Simple Gaussian model: three variants with dramatically different sampling times

So, start with a simple standard IID Gaussian model:

// standard.stan
data{
  int n;
  vector[n] y ;
}
parameters{
  real mu ;
  real<lower=0> sigma ;
}
model{
  mu ~ std_normal() ;
  sigma ~ weibull(2,1) ;
  y ~ normal(mu,sigma) ;
}

Fits fast even for big n:

mod = cmdstanr::cmdstan_model('standard.stan')
mod$sample(
	data = tibble::lst(
		n = 1e4
		, y = rnorm(n)
	)
	, parallel_chains = parallel::detect_cores()/2
	, refresh = 0 #too fast for bothering to update
	, iter_warmup = 1e4 #just to slow things down
	, iter_sampling = 1e4 #ditto
)
#about 6s

Still, one can get substantial speedup by replacing the likelihood with sufficient statistics:

// sufficient.stan
data{
  int<lower=1> n ;
  vector[n] y ;
}
transformed data{
  real obs_mean = mean(y) ;
  real obs_var = variance(y) ;
  real sqrt_n = sqrt(n) ;
  real var_gamma_par = (n - 1) / 2 ;
}
parameters{
  real mu ;
  real<lower=0> sigma ;
}
model{
  mu ~ std_normal() ;
  sigma ~ weibull(2,1) ;
  obs_mean ~ normal( mu , sigma/sqrt_n ) ;
  obs_var  ~ gamma( var_gamma_par , var_gamma_par ./ pow(sigma,2) ) ;
}

Which for n=1e4 samples in about 0.3s! (more speed comparison here).

Now that trick is of rather limited application, depending on IID, but we can induce IID for any model with a y~normal(...) likelihood by centering and scaling the observations with respect to the model’s mean and standard deviation parameters.
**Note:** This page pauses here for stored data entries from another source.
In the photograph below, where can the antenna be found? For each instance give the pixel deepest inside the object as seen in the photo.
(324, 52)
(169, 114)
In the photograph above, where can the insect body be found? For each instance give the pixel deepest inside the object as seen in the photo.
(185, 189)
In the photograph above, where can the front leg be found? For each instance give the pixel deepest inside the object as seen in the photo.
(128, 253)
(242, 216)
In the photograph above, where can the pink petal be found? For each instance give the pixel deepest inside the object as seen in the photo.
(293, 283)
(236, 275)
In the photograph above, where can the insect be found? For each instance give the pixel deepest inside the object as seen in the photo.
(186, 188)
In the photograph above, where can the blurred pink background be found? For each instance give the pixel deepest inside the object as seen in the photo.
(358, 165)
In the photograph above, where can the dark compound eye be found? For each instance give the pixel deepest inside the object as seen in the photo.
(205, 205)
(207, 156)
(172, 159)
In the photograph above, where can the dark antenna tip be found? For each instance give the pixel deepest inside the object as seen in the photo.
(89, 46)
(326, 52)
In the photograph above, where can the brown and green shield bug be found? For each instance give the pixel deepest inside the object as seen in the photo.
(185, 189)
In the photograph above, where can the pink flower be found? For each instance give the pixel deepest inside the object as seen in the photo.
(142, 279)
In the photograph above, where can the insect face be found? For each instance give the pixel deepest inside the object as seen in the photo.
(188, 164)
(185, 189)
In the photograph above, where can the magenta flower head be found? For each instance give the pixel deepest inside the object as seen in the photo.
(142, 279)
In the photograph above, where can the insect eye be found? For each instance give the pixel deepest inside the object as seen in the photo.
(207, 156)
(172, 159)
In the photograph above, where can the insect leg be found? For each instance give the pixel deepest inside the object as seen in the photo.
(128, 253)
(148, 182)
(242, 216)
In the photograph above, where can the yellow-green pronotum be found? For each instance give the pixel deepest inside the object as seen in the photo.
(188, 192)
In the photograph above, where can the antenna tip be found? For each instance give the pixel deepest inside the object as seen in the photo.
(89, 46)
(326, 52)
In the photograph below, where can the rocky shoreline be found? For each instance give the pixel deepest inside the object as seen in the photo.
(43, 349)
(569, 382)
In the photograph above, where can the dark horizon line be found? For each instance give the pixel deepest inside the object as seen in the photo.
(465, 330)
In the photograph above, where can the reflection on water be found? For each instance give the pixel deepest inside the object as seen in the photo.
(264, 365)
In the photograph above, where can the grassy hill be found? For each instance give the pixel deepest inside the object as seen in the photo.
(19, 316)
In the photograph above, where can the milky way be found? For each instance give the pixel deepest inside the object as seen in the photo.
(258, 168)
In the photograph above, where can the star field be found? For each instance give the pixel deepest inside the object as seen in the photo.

This of course means that instead of a data variable to the left of the ~'s, we’ll have variables that reflect non-linear transforms of parameters, thereby requiring jacobian adjustment. Happily the amazing @spinkney provided these for me, yielding the model:

// transformed_sufficient.stan
data{
  int n;
  vector[n] y ;
}
transformed data{
  real sqrt_n = sqrt(n) ;
  real var_gamma_par = (n-1)/2 ;
}
parameters{
  real mu ;
  real<lower=0> sigma ;
}
model{
  mu ~ std_normal() ;
  sigma ~ weibull(2,1) ;

  // d: deviations of y from mu
  vector[n] d = y-mu ;
  real sigma_sq = pow(sigma,2) ;

  // mz_se: mean z divided by standard error
  //    should be distributed ~normal(0,1)
  real mz_se = sum(d)/(sqrt_n*sigma_sq) ;
  mz_se ~ std_normal() ;

  // v: variance of d divided by expected variance
  //    should be distributed ~gamma( (n-1)/2 , (n-1)/2 )
  real zv = variance(d)/sigma_sq ;
  zv ~ gamma(var_gamma_par,var_gamma_par) ;

  //jacobians:
  target += log(zv) -3*log(sigma);

}

However, compared to both the earlier models, this one is much slower. What gives?

Because you declare d??

Is the double query intended to convey that this should be an obvious source of the time difference? If so, you’ll need to dumb it down for me, sorry. I really didn’t expect that to make it go from 20x faster (6s → 0.3s) to around 3x slower (6s → 15s).

Any Stan program is limited in performance by its AD tree size (the thing to get the gradient). In the last example you do declare “d” which has the size of the data (n entries). You should try to avoid declaring “d” and instead only store reductions of it in variables within the model block. So try to save sum(y-mu) and sum((y-mu)^2) and then use these to get the final quantities you need. This avoids storing a full vector of size “n”. You should also consider the use of the profiling facility when doing these things.

And my “?” is for noting that I am not sure if the above will really help you. It relies on long-year Stan experience, but for performance stuff it can be surprising what one will find. The rule “avoid” declared parameters is usually a good one to get more speed (this is why the size of AD tape is being reported in the profiling outputs).

Makes more sense?

1 Like

@mike-lawrence can you post a simple example where y will be a parameter? Let’s make sure those jacobians are correct.

Ah, that’s something new for me! Thanks!

Hm, no luck. Tried this plus a bunch of other ideas but everything I tried slowed things down even more.

I guess I should have had a stronger prior going into this that it was unlikely that I’d happened upon an optimization left undiscovered for such a ubiquitous model structure!

A shame though; that speed up for the large-N IID case is spectacular.

This was intended for the other thread on jacaobians, right?